Many thought Sprint would outsource its call centers to third-party providers. But the company spokesperson has confirmed in conversation with various news media that it would encourage customers to use its “Sprint Zone app” for basic tasks like bill inquiries, payments, and checking their device-upgrade or phone-lease status.

According to comments from the company executives published by various media outlets, many telecom subscribers are already using online facilities to address their questions and needs. “Moreover, the decision was made in response to the trend, which hinted that subscribers preferred seeking solutions online for all their customer-care queries and needs,” reported Tech News Today.

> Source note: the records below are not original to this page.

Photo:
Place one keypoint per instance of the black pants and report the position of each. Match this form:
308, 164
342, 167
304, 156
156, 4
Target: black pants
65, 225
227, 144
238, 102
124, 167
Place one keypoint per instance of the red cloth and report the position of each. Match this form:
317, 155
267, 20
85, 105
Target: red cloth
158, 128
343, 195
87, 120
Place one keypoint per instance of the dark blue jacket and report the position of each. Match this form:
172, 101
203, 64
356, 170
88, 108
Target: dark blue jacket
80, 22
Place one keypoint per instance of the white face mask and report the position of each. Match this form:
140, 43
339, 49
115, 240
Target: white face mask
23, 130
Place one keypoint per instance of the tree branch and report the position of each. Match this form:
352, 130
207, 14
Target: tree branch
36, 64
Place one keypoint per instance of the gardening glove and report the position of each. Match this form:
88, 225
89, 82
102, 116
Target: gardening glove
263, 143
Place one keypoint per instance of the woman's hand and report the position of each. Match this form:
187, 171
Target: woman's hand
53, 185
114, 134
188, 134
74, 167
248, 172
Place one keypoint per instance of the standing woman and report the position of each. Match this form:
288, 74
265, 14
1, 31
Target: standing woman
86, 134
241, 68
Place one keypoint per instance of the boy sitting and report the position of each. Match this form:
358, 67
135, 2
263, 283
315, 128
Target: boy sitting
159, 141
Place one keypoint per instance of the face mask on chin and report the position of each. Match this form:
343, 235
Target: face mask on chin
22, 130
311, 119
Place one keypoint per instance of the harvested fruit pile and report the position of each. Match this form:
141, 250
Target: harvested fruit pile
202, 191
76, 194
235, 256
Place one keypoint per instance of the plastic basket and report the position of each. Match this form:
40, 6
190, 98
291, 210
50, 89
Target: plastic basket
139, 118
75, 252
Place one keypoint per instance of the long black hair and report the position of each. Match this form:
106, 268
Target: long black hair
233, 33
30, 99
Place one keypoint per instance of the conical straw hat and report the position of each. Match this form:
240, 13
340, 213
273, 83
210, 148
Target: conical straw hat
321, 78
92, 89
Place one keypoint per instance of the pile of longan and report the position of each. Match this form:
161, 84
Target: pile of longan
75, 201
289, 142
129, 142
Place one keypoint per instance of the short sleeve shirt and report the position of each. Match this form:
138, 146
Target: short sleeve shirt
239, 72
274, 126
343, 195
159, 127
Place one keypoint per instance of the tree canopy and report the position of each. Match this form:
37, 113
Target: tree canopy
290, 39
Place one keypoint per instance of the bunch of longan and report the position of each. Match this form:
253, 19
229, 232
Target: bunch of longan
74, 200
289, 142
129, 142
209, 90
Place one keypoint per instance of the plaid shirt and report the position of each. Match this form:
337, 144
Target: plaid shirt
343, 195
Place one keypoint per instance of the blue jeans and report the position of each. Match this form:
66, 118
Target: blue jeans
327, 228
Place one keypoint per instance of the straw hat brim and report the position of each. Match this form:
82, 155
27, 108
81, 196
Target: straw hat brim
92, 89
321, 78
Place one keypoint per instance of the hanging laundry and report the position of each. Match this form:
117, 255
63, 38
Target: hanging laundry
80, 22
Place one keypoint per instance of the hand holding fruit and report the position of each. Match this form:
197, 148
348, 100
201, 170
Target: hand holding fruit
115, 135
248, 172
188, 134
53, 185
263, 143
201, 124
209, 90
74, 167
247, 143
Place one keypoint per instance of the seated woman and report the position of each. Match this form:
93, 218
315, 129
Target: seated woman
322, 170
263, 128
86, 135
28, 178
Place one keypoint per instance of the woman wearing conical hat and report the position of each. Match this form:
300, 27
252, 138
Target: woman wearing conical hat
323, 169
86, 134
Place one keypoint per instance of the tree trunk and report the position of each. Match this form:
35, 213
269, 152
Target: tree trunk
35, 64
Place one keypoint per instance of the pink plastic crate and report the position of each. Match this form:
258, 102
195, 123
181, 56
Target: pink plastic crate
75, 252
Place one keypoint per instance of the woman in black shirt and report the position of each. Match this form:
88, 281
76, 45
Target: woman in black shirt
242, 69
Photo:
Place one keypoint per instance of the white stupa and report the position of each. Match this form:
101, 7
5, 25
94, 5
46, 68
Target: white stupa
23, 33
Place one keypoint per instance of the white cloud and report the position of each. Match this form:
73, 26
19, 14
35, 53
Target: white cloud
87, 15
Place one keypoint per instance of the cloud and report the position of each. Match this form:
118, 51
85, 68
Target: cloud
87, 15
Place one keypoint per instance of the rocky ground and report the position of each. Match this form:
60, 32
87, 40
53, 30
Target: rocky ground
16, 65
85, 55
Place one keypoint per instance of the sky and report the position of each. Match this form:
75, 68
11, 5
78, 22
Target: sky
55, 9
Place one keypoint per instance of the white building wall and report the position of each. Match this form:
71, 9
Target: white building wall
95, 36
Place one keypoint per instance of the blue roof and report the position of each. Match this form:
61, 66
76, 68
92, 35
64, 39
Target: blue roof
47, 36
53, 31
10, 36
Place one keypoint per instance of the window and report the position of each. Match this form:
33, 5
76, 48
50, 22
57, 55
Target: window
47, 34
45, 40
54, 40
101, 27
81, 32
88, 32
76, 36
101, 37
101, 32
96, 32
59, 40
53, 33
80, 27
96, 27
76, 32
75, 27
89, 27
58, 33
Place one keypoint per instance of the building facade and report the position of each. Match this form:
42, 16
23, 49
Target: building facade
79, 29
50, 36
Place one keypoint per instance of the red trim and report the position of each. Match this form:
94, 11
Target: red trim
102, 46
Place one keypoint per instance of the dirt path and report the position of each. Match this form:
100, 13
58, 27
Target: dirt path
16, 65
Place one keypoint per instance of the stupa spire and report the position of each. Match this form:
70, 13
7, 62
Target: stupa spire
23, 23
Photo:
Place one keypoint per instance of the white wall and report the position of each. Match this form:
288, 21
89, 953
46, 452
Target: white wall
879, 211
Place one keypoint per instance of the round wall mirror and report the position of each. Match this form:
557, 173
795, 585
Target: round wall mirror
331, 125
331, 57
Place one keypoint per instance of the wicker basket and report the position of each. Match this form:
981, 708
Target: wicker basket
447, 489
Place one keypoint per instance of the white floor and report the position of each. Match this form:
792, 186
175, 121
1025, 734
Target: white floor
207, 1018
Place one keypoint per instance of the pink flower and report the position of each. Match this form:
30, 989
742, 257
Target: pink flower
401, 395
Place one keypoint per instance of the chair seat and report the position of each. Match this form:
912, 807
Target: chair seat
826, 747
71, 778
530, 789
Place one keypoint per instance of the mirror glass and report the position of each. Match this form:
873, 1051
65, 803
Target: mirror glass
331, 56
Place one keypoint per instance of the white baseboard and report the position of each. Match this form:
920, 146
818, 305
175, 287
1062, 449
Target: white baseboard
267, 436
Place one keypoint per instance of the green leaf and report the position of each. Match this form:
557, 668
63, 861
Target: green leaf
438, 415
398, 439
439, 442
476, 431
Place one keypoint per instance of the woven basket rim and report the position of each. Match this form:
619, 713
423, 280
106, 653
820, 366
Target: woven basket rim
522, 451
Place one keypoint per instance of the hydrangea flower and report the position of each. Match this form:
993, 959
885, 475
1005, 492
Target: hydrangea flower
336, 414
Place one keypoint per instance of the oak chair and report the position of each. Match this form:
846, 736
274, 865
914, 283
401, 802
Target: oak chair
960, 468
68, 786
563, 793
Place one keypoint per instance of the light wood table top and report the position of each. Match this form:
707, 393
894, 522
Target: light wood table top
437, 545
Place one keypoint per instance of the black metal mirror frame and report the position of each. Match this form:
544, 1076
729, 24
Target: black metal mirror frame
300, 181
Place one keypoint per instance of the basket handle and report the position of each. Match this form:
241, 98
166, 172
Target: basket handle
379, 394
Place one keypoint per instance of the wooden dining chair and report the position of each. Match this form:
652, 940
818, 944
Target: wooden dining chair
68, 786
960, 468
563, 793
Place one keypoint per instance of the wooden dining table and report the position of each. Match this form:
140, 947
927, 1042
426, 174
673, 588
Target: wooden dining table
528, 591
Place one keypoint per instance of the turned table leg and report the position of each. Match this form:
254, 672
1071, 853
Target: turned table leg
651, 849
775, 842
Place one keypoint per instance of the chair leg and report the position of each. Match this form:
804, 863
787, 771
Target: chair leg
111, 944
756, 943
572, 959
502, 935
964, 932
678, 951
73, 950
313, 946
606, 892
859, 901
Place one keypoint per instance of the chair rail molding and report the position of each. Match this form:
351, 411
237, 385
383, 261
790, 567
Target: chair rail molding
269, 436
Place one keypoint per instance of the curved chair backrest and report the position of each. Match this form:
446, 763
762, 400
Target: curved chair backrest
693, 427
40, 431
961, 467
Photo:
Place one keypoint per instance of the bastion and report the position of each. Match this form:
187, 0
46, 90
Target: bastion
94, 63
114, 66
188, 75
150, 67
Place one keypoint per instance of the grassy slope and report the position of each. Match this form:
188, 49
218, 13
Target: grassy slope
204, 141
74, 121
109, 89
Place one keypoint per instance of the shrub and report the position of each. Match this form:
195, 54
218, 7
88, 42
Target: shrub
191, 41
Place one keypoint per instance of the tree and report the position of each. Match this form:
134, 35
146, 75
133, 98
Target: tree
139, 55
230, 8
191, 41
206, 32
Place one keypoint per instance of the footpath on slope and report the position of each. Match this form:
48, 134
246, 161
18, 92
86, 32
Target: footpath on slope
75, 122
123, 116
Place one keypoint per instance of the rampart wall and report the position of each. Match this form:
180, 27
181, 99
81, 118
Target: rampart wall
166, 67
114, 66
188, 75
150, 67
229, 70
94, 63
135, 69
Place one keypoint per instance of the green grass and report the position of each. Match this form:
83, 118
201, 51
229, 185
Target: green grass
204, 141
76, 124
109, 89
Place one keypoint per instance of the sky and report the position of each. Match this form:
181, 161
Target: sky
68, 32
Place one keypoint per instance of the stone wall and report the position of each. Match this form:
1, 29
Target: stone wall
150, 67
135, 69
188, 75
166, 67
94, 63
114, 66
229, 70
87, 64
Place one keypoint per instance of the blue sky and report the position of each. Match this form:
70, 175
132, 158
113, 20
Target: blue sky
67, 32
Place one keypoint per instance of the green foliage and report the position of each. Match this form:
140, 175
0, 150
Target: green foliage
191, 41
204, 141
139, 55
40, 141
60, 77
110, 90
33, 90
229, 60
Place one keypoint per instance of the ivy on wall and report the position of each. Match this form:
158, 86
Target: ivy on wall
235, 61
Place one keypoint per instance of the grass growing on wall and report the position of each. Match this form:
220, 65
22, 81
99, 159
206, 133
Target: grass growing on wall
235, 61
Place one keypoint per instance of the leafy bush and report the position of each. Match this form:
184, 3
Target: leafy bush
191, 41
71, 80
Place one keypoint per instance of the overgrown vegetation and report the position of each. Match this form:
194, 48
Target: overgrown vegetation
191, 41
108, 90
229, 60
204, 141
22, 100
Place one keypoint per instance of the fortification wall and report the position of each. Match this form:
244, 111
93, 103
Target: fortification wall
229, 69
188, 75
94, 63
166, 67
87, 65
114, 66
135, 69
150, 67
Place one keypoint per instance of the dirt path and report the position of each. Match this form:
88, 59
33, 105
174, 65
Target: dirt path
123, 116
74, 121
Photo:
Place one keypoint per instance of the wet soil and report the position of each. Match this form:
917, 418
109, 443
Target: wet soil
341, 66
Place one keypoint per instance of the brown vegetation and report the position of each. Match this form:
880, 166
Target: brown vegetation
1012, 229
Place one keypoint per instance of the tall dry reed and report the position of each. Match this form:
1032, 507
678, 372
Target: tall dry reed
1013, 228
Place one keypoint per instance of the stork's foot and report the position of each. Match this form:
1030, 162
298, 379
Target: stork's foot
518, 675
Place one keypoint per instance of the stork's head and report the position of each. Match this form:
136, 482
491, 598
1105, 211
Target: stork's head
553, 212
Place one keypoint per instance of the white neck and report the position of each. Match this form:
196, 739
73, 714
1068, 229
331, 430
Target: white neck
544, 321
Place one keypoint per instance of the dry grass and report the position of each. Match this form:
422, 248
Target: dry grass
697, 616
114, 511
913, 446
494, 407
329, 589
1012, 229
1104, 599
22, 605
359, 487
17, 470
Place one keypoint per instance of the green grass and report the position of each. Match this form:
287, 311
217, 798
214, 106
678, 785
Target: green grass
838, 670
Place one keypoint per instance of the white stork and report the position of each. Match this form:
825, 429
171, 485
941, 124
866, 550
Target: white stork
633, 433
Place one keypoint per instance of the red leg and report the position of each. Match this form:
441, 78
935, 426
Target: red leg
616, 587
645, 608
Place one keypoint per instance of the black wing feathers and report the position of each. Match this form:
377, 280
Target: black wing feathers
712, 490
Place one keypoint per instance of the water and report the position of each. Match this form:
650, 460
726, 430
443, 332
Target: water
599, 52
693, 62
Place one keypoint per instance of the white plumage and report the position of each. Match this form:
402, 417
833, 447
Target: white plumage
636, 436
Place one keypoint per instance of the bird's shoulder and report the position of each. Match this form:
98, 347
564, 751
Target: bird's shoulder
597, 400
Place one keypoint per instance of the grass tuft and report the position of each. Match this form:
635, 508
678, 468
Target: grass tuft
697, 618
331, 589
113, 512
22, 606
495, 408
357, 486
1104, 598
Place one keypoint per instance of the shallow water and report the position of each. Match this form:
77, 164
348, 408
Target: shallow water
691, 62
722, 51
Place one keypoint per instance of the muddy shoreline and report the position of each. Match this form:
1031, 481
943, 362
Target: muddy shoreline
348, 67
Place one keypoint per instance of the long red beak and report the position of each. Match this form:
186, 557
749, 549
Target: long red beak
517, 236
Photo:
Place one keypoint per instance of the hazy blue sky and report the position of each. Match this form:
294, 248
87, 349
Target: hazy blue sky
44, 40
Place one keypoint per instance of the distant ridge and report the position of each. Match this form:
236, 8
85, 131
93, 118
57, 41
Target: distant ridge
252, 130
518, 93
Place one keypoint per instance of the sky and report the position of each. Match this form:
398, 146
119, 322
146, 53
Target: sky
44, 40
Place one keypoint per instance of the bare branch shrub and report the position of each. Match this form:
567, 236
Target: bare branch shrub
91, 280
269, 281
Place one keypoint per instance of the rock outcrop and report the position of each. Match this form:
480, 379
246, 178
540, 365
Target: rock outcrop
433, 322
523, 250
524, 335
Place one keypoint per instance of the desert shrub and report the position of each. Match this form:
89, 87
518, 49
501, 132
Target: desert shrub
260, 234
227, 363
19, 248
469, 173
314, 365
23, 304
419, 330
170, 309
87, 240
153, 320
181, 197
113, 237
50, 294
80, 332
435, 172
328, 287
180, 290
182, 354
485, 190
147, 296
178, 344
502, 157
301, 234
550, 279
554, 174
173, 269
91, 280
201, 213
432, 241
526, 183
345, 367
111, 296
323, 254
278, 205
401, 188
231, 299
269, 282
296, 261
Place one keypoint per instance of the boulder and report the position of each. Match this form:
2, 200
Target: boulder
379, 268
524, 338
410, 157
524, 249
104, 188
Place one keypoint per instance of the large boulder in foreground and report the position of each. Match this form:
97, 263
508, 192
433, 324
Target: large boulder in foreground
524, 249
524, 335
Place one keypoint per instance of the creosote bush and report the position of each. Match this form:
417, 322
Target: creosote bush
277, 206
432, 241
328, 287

The call centers that have been shut down are located in Texas, Virginia, Tennessee, and Texas, while the job cuts were experienced in call centers in Colorado and Overland Park.  Last year, the operator said it was looking for cheaper locations to cut labor cost.

In October 2014, the company launched a round of layoffs that shed about 1,700 jobs. A month later it announced plans to cut another 2,000 jobs.

Many analysts predict that artificial intelligence might sound the death-knell for the call center industry over the coming decade. And Sprint’s announcement is just further evidence that the guillotine of automation is looming.